BERLIN ― Top U.S. Marine Corps brass traveled to Berlin this week to dispel the notion that the service’s newly developed CH-53K helicopter is too pricey and immature for the German military.
Assistant Commandant Gen. Glenn Walters told reporters at the Berlin Air Show that the heavy-lift helicopter holds “strategic importance” for the Marine Corps. He said the choppers ― the Marines want 200 ― would fulfill a key tenet in the U.S. government’s national defense strategy of “massing” combat power on the front lines in the form of troops and vehicles.
Germany is in the market to replace its fleet of aging CH-53G aircraft, seeking anywhere between 40 to 60 aircraft. The race is pretty much down to the CH-53K King Stallion and Boeing’s CH-47 Chinook. The pair essentially represents the choice between a modern, next-generation product that’s expensive on the one side and a legacy work horse that costs less on the other.
Marine Corps officials dismissed reports of a looming delay in initial operational capability scheduled for next year. Citing a recent Pentagon cost and risk assessment, Bloomberg reported this week that technical issues had put the timing at a “high risk.”
Marine Corps Col. Hank Vanderborght rejected that assessment in talking to reporters in Berlin. “We’re on target for meeting the 2019 ICO date,” he said.
Vanderborght told Defense News that the program is 20 percent over cost, as Bloomberg reported, which he said is “well below” the 30 percent threshold that requires congressional notification. He said the per-unit cost for the Marine Corps is $87 million, and he confirmed the figure would go up to $139.5 million when factoring all costs across the life cycle, including spares.
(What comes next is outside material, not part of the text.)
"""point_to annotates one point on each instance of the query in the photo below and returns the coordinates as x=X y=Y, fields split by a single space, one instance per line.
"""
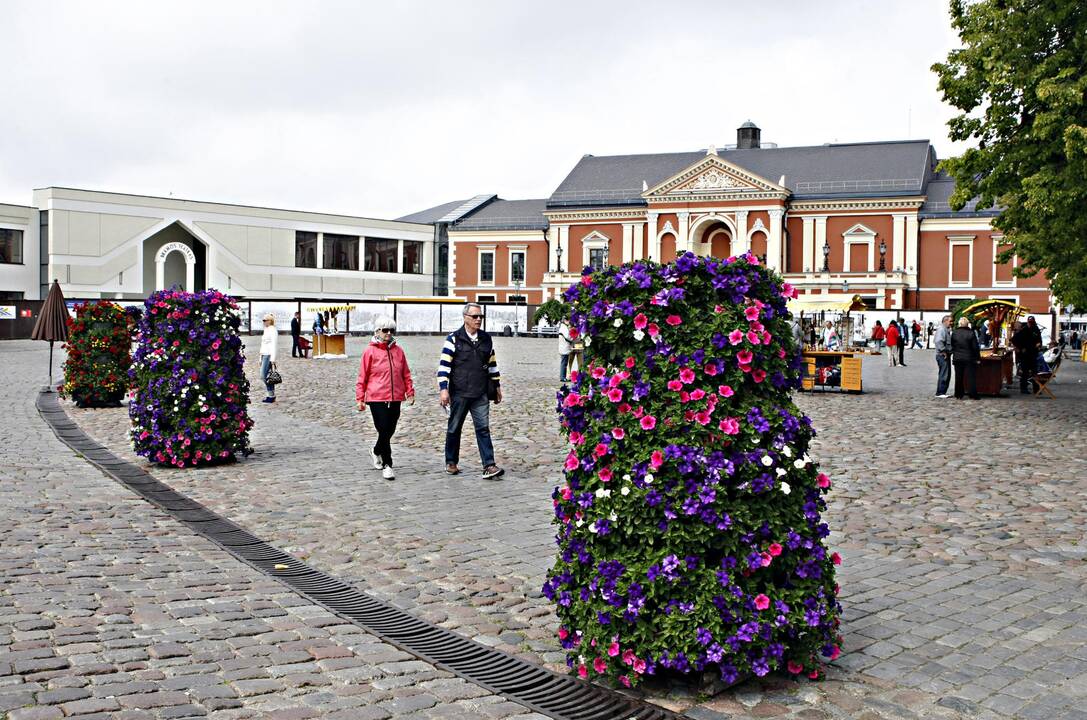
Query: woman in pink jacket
x=384 y=383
The Marine Corps’ appearance at the air show was set up as something of an assist for Lockheed Martin and its subsidiary Sikorsky, whose officials spoke immediately afterward.
The Marine Corps has an interest in Germany buying the King Stallion because a higher production volume could bring down prices for all customers, taking pressure off the Corps amid questions in the U.S. about high costs.
Sikorsky President Dan Schultz praised the helicopter’s lift power and internal space. “We’re the only ones who can pick up a Fennek inside,” he said, referring to the light-armored reconnaissance vehicle of Bundeswehr ground forces.
Boeing, for its part, continues to tout the price point of its CH-47 offering.
“The cost to purchase and maintain the Chinook is significantly lower than other platforms,” company spokeswoman Marcia Costley wrote in a statement. “The purchase price is dependent on the particular model that the customer chooses, the unique country specifications and quantity of the order.”